I've decided that odd-numbered chapters are going to be what's going on in the real world - where Bones is in the coma and Booth is talking to her - and even-numbered chapters will be what Bones sees while Booth is talking to her.

Brennan was severely confused – it was not a feeling she was particularly fond of. This place was familiar – the outside of the FBI building. She was here all the time, this time should not be special. But the time felt familiar also – like she had already lived through this, but was back as an observer on someone else's experiences in her own time.

She turned around slowly and caught sight of something nearly as familiar to her as breathing – her own form walking step for step with that of Booth, her head on his shoulder, her cream coat striking against his dark gray suit jacket. And suddenly she knew.

It was that night – or at least that's how she still referred to it in her own mind. That night when they had gone to confront Sweets about his book. And they talked. They talked all about that very first case, and their very first kiss, and she had realized that she'd stopped building walls where he was concerned. So when they walked outside, and he decided to play the gambler, to go all in, she was ready. Or she thought she was. But as soon as his lips met hers, her walls flew back up, for once not to keep people out – but to keep her in.

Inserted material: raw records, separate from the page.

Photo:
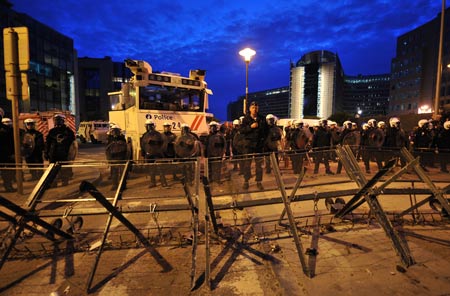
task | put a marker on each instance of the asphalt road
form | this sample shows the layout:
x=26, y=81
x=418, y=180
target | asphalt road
x=251, y=254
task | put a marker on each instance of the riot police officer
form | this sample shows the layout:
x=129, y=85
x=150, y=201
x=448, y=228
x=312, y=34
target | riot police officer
x=322, y=143
x=187, y=146
x=273, y=140
x=33, y=146
x=58, y=146
x=152, y=149
x=443, y=145
x=169, y=145
x=254, y=128
x=116, y=152
x=6, y=153
x=215, y=150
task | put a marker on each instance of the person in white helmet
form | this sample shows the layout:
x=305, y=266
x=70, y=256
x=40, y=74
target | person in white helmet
x=169, y=138
x=152, y=149
x=396, y=138
x=117, y=151
x=57, y=146
x=254, y=128
x=443, y=146
x=235, y=139
x=33, y=146
x=215, y=150
x=422, y=142
x=273, y=141
x=6, y=154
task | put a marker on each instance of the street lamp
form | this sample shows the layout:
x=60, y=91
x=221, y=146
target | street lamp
x=247, y=53
x=439, y=66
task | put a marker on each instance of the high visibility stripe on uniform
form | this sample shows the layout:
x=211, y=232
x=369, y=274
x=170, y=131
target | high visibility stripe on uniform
x=194, y=123
x=197, y=122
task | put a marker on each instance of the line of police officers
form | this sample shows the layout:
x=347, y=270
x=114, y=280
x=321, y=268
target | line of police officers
x=253, y=137
x=59, y=145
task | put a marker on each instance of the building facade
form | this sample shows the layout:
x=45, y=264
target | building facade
x=414, y=69
x=97, y=77
x=366, y=95
x=316, y=85
x=52, y=71
x=272, y=101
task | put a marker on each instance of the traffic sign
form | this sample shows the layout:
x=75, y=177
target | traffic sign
x=16, y=38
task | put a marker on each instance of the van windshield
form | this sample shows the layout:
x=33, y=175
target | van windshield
x=157, y=97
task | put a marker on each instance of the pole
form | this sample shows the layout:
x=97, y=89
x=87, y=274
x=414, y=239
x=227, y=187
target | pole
x=15, y=79
x=246, y=87
x=439, y=66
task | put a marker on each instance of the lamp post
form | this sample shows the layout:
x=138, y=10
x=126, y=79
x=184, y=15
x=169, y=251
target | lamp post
x=439, y=67
x=247, y=53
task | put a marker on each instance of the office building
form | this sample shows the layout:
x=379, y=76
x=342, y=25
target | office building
x=97, y=77
x=414, y=69
x=272, y=101
x=366, y=95
x=52, y=68
x=316, y=85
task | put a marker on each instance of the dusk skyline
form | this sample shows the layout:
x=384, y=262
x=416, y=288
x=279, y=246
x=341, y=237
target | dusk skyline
x=177, y=36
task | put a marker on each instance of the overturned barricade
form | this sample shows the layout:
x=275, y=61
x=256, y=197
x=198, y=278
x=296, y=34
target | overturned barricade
x=218, y=214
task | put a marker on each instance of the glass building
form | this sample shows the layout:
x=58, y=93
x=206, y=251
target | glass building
x=366, y=95
x=97, y=77
x=51, y=75
x=272, y=101
x=316, y=85
x=414, y=69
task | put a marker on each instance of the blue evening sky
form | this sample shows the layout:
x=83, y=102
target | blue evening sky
x=180, y=35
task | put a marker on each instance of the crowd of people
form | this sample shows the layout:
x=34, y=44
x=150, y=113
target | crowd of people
x=251, y=139
x=58, y=146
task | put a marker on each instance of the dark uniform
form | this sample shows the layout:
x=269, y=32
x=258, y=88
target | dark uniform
x=117, y=152
x=169, y=139
x=422, y=141
x=443, y=145
x=152, y=149
x=187, y=145
x=57, y=146
x=33, y=146
x=273, y=141
x=254, y=129
x=321, y=143
x=215, y=149
x=395, y=139
x=6, y=154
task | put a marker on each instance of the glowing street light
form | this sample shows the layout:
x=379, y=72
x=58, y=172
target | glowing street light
x=247, y=53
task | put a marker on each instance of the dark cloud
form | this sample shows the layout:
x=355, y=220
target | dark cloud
x=180, y=35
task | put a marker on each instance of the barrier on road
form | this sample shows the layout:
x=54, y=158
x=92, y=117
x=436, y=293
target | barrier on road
x=212, y=192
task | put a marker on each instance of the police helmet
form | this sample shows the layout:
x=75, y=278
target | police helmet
x=394, y=122
x=347, y=124
x=59, y=119
x=422, y=122
x=447, y=125
x=7, y=121
x=270, y=119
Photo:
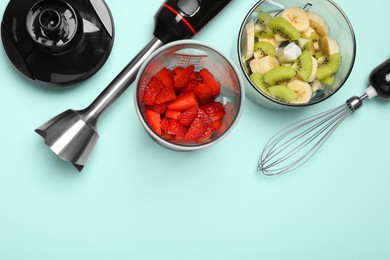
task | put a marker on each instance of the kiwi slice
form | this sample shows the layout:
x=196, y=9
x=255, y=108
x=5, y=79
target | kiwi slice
x=328, y=65
x=279, y=75
x=329, y=80
x=282, y=93
x=262, y=22
x=283, y=29
x=258, y=79
x=263, y=19
x=263, y=48
x=303, y=65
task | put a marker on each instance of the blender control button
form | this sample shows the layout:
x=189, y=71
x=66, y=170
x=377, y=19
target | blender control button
x=188, y=7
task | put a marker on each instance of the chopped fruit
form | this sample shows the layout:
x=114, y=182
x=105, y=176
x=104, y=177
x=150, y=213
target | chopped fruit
x=198, y=127
x=190, y=86
x=152, y=91
x=166, y=77
x=182, y=77
x=165, y=95
x=164, y=124
x=209, y=79
x=176, y=128
x=184, y=102
x=203, y=92
x=214, y=110
x=206, y=135
x=180, y=105
x=187, y=117
x=172, y=114
x=195, y=75
x=160, y=108
x=217, y=124
x=153, y=119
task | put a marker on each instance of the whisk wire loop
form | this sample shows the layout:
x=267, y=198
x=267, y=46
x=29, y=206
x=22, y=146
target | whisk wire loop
x=281, y=153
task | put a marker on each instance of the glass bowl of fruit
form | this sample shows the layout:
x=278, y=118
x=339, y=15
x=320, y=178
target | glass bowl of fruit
x=188, y=95
x=294, y=53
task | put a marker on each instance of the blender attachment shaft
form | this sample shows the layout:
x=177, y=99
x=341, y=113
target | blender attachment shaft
x=72, y=135
x=295, y=144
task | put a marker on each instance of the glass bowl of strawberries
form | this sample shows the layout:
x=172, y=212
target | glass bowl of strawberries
x=188, y=96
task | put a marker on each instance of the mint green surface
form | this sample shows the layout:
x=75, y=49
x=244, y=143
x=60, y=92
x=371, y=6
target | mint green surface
x=138, y=200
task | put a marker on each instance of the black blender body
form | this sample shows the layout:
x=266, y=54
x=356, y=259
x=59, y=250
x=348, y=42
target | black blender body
x=380, y=79
x=57, y=43
x=182, y=19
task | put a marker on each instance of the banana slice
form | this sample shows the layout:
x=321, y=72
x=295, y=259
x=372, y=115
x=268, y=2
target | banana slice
x=264, y=64
x=248, y=40
x=307, y=33
x=329, y=46
x=302, y=89
x=318, y=24
x=272, y=40
x=316, y=85
x=312, y=76
x=297, y=17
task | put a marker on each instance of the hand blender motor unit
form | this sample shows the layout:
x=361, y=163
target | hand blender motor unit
x=73, y=134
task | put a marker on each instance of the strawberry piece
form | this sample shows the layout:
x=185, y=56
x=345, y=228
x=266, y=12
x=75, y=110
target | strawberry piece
x=187, y=117
x=176, y=128
x=152, y=91
x=198, y=127
x=195, y=75
x=164, y=124
x=182, y=77
x=165, y=95
x=184, y=102
x=217, y=124
x=153, y=119
x=206, y=135
x=160, y=108
x=209, y=79
x=215, y=110
x=190, y=86
x=172, y=114
x=166, y=77
x=203, y=92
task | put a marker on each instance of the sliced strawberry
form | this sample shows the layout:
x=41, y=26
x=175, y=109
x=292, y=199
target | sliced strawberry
x=206, y=135
x=187, y=117
x=166, y=77
x=160, y=108
x=217, y=124
x=198, y=126
x=184, y=102
x=165, y=95
x=172, y=114
x=153, y=119
x=182, y=77
x=152, y=91
x=176, y=128
x=190, y=86
x=177, y=70
x=164, y=124
x=215, y=110
x=195, y=75
x=209, y=79
x=203, y=92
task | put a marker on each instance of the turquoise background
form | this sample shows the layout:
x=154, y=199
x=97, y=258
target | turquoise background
x=138, y=200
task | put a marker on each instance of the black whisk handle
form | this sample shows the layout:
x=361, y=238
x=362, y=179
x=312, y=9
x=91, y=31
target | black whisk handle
x=380, y=79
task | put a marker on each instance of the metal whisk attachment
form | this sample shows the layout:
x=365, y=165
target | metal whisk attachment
x=295, y=144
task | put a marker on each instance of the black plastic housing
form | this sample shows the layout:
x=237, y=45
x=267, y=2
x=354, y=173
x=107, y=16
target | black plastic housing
x=182, y=19
x=380, y=79
x=57, y=43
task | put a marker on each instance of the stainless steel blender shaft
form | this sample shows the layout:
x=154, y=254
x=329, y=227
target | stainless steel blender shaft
x=73, y=134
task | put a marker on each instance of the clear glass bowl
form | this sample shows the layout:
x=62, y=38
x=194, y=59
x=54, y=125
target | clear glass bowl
x=191, y=52
x=340, y=29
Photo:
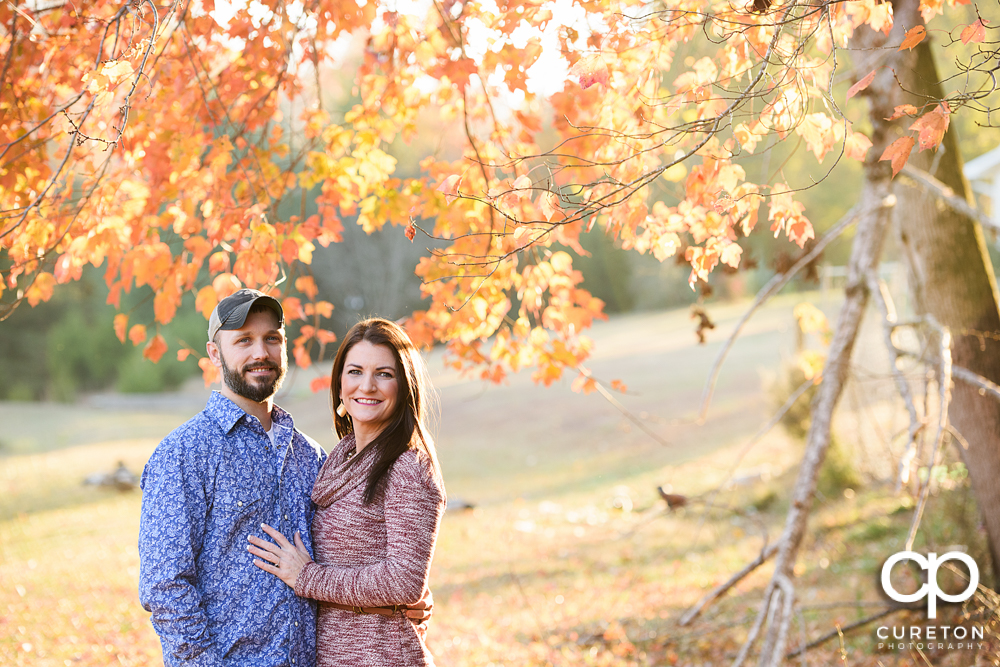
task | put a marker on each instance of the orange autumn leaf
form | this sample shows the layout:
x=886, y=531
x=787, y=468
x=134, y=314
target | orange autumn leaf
x=206, y=301
x=590, y=69
x=155, y=348
x=449, y=187
x=974, y=32
x=137, y=334
x=121, y=321
x=898, y=152
x=913, y=37
x=932, y=126
x=902, y=110
x=307, y=285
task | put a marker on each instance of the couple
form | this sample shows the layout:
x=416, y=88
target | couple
x=236, y=500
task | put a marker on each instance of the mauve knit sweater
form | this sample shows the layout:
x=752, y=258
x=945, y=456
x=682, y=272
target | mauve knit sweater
x=371, y=555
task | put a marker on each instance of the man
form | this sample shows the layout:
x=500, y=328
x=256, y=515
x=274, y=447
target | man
x=211, y=483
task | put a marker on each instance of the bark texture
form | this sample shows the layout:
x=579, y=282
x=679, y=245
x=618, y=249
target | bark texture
x=951, y=278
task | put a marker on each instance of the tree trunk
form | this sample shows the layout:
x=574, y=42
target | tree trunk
x=952, y=279
x=877, y=203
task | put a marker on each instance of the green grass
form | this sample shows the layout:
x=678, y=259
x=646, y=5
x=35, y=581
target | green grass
x=546, y=570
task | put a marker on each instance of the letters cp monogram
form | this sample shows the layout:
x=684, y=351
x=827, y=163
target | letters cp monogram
x=930, y=590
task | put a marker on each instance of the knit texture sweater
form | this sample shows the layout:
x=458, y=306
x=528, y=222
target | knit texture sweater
x=371, y=555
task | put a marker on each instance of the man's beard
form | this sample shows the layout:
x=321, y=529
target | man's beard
x=257, y=392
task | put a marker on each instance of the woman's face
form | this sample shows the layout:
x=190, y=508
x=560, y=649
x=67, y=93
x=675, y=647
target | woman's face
x=369, y=386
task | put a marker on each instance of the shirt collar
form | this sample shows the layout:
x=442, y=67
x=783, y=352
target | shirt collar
x=226, y=413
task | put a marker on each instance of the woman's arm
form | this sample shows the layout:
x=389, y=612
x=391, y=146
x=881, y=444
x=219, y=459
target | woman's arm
x=414, y=505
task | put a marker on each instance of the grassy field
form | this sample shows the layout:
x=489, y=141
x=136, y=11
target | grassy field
x=569, y=557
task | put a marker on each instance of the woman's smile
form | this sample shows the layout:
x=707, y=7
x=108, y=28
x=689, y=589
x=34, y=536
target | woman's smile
x=369, y=388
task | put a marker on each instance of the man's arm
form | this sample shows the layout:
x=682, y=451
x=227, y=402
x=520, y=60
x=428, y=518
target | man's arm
x=171, y=530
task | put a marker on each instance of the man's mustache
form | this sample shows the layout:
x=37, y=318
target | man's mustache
x=262, y=366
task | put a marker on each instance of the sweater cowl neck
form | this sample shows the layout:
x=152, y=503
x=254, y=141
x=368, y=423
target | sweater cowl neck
x=338, y=477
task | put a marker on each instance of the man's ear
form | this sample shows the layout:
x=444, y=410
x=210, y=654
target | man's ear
x=213, y=354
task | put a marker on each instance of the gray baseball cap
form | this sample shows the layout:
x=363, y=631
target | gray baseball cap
x=232, y=311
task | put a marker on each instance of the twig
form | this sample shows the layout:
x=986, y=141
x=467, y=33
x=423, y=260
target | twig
x=847, y=628
x=772, y=287
x=755, y=630
x=621, y=408
x=976, y=380
x=944, y=385
x=880, y=293
x=723, y=588
x=788, y=593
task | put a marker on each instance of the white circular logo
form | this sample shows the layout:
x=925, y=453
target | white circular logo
x=930, y=590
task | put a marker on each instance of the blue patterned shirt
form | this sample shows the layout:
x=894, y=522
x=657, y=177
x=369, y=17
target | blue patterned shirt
x=209, y=485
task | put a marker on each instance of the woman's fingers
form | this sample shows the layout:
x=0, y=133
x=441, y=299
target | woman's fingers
x=276, y=536
x=269, y=556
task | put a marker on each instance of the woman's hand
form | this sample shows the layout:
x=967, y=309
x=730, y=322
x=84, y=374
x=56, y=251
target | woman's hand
x=283, y=559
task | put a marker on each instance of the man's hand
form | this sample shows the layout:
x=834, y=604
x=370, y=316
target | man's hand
x=421, y=611
x=284, y=560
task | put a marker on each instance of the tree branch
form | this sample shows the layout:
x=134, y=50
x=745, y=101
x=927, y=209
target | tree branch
x=770, y=289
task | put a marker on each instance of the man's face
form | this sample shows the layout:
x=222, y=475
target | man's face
x=252, y=358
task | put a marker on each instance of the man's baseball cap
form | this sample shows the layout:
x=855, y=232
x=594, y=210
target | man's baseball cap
x=232, y=311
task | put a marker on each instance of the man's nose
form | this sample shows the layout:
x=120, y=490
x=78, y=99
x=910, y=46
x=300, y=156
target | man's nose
x=259, y=350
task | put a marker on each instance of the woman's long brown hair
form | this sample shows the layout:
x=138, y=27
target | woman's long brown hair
x=407, y=427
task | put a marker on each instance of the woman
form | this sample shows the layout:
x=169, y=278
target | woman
x=379, y=500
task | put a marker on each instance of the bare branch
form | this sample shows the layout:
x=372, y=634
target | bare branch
x=770, y=289
x=724, y=587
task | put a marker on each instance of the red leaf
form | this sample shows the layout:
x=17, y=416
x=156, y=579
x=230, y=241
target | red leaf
x=861, y=85
x=591, y=69
x=899, y=152
x=913, y=37
x=976, y=32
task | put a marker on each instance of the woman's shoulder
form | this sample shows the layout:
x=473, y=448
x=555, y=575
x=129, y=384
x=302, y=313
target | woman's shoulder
x=414, y=466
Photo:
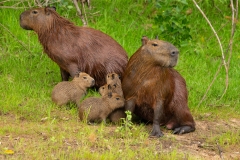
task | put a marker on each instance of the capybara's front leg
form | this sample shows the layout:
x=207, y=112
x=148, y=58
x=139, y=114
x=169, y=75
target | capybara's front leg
x=158, y=111
x=64, y=74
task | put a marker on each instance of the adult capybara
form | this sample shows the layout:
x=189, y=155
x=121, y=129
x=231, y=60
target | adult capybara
x=98, y=108
x=75, y=48
x=156, y=92
x=114, y=82
x=72, y=91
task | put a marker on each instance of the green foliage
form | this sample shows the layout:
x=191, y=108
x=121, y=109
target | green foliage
x=172, y=21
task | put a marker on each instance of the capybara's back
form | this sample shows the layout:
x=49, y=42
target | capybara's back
x=75, y=48
x=72, y=91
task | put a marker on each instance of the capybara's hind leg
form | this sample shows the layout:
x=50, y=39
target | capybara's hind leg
x=183, y=129
x=158, y=112
x=64, y=74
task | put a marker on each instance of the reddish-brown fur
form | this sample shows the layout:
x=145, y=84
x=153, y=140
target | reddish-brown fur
x=72, y=91
x=156, y=92
x=114, y=85
x=75, y=48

She watched her past self, the self so torn by those stupid walls, walk with Booth's past self. She watched him put her in a cab, watches him watch sadly as the cab takes off towards her lonely apartment. Her past self did not look back – she can see this pains her partner. What he did not know is that silent, painful tears had coursed down her face as she began again the process of tearing down her walls – in that instant, where she did not look back, she had been so torn between logic and love that her walls had become a prison instead of a fortress.

But her present self did not dwell on past events in her own life. Instead she followed Booth's past self, pain jarring her chest at the dejected slump of his shoulders and angry-yet-certain set of his jaw. He headed back towards his apartment, and furthering the impression that this was only a dream, she was there quickly, with no real explanation for how.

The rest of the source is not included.